A fundamental challenge in scaling LLMs lies in the lack of understanding of emergent capabilities. Specifically, while the pretraining loss of language models is highly predictable, the predictability of downstream capabilities is significantly lower. Sometimes, these capabilities exhibit emergent jumps, making it challenging to forecast the abilities of future models.

Recently, a research team from UC Berkeley proposed the task of emergent capability prediction: can we predict whether GPT-N+1 (the future model) will exhibit emergent capabilities by using only the checkpoints of GPT-N (the current model)?

The answer is provided in their paper, "Predicting Emergent Capabilities by Finetuning."

Notably, one of the authors of this paper is Sergey Levine, a prominent figure in reinforcement learning.
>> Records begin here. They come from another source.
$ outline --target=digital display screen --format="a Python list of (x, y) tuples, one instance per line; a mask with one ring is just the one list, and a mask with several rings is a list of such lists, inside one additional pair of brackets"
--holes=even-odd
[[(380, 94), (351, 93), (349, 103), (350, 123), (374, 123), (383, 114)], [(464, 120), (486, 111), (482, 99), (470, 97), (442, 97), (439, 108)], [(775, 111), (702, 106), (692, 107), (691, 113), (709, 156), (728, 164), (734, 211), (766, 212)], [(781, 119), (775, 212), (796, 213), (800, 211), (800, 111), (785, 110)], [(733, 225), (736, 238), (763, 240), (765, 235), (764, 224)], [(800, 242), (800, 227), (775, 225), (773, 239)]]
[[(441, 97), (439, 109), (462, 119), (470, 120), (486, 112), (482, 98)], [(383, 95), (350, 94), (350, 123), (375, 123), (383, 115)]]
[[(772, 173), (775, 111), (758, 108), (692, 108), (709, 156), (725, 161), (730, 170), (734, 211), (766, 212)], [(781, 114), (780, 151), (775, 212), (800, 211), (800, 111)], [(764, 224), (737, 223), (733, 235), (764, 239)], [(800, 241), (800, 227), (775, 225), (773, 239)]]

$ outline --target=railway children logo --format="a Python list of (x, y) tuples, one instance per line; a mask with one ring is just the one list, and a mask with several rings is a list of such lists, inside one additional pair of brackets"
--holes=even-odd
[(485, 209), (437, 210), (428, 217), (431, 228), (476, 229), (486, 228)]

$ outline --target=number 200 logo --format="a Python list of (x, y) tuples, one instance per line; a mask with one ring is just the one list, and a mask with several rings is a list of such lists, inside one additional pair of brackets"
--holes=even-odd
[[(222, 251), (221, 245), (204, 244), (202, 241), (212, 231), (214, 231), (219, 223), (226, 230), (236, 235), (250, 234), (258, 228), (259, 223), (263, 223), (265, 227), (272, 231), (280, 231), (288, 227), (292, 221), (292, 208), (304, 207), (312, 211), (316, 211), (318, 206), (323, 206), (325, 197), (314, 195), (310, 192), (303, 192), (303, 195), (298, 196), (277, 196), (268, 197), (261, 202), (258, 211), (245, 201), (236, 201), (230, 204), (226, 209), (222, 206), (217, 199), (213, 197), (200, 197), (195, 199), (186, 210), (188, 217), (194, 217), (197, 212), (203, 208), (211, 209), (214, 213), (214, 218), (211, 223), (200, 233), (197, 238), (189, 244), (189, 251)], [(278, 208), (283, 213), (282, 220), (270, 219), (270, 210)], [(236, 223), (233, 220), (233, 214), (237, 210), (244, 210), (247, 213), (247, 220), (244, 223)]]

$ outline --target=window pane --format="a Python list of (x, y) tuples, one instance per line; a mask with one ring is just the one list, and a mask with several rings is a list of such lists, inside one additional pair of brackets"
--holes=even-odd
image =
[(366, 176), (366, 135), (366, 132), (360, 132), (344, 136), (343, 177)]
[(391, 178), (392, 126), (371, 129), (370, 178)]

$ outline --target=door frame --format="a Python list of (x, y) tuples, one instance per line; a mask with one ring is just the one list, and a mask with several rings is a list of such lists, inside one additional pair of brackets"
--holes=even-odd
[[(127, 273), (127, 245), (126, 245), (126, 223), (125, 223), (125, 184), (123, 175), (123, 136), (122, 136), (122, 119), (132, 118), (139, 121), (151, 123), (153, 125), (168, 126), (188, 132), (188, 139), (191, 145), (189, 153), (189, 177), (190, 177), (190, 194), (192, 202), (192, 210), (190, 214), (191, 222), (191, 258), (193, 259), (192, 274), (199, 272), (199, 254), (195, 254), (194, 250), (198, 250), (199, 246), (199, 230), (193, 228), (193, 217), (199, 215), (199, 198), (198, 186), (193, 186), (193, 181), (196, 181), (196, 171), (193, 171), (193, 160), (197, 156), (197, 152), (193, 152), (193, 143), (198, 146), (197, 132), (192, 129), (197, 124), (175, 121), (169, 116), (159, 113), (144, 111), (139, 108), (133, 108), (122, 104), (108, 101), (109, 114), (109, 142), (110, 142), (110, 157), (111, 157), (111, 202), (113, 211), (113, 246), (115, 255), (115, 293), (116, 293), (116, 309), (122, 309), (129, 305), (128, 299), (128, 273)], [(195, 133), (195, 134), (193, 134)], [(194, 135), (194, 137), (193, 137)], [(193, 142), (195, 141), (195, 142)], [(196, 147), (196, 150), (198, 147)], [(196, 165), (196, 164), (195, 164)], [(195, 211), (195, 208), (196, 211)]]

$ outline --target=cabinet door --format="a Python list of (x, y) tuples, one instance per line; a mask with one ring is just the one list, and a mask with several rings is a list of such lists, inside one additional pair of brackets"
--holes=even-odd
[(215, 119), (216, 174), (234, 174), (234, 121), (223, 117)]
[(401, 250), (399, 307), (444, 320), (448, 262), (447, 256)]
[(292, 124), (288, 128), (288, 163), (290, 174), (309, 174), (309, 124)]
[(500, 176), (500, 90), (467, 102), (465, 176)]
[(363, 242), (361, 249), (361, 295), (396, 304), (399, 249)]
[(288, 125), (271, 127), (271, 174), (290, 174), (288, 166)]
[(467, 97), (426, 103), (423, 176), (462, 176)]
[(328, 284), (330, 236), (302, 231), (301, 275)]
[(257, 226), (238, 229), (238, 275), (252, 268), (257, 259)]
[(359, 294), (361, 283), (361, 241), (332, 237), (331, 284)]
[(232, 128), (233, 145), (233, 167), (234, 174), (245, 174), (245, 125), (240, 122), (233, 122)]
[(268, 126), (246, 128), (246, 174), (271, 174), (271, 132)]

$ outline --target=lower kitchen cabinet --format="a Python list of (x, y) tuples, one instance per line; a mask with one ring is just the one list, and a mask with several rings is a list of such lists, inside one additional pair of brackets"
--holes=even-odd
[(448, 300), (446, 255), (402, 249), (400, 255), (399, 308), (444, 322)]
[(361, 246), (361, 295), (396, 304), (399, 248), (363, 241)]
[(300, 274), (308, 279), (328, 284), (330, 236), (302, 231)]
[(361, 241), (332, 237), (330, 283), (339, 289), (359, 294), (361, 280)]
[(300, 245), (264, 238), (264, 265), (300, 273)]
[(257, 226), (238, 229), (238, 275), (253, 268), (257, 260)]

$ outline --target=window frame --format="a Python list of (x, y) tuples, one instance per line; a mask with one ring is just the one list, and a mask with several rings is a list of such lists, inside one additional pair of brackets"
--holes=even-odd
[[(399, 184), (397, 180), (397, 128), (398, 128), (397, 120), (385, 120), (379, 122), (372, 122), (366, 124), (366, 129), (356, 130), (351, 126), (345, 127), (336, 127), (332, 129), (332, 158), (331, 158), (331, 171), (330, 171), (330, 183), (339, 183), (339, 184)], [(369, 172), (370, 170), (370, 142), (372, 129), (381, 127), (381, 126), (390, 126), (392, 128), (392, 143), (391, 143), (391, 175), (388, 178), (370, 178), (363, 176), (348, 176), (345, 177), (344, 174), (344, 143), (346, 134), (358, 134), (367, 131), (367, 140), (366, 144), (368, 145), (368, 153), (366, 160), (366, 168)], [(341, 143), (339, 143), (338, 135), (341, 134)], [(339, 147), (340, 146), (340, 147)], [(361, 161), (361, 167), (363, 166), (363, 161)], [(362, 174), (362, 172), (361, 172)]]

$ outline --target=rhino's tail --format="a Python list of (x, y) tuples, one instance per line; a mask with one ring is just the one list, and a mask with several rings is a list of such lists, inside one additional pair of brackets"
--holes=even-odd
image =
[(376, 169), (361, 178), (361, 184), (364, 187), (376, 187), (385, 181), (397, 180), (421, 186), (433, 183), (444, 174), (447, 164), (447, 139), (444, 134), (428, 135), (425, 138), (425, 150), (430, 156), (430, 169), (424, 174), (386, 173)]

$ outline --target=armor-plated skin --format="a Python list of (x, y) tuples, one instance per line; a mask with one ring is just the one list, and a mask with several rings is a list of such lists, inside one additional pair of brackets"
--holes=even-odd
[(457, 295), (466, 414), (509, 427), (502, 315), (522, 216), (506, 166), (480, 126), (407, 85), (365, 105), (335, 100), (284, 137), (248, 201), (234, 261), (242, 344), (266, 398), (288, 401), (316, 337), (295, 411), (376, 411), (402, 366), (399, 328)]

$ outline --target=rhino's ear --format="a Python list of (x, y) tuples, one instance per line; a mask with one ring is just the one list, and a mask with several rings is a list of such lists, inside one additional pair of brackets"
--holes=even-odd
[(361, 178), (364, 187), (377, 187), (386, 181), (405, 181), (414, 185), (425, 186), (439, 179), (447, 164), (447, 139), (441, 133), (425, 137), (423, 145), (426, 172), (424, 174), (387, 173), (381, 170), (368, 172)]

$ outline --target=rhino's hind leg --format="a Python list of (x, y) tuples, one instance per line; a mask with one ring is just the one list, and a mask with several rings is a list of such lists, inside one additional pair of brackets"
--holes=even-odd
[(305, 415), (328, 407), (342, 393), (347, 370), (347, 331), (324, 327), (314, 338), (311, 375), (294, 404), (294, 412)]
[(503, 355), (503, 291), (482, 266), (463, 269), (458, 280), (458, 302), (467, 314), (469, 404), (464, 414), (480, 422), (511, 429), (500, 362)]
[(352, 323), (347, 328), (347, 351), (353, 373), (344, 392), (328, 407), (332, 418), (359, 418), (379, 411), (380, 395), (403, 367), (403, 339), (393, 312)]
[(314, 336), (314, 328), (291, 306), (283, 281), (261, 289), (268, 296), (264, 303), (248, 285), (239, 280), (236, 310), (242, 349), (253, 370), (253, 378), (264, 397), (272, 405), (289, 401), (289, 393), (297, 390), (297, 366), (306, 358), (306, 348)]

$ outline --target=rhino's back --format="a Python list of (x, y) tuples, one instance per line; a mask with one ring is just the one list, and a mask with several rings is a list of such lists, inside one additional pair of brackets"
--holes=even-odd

The study fits a parametric function—termed the "Law of Emergence"—to model how the emergence point changes with varying amounts of data.

To validate this, the researchers used four standard NLP benchmarks: MMLU, GSM8K, CommonsenseQA, and CoLA. By fitting the Law of Emergence using only small-scale LLMs, they were able to accurately predict the emergence points.

Finally, the study presents two practical case studies of emergent phenomena, demonstrating that the proposed Law of Emergence can be used to predict more complex capabilities.

Jason Wei, the proponent of chain-of-thought prompting, praised the work:
"This is a very clever paper that predicts the downstream performance of pre-trained models. It’s incredibly valuable as it provides a way to predict and justify the capital investment for the next large model training run."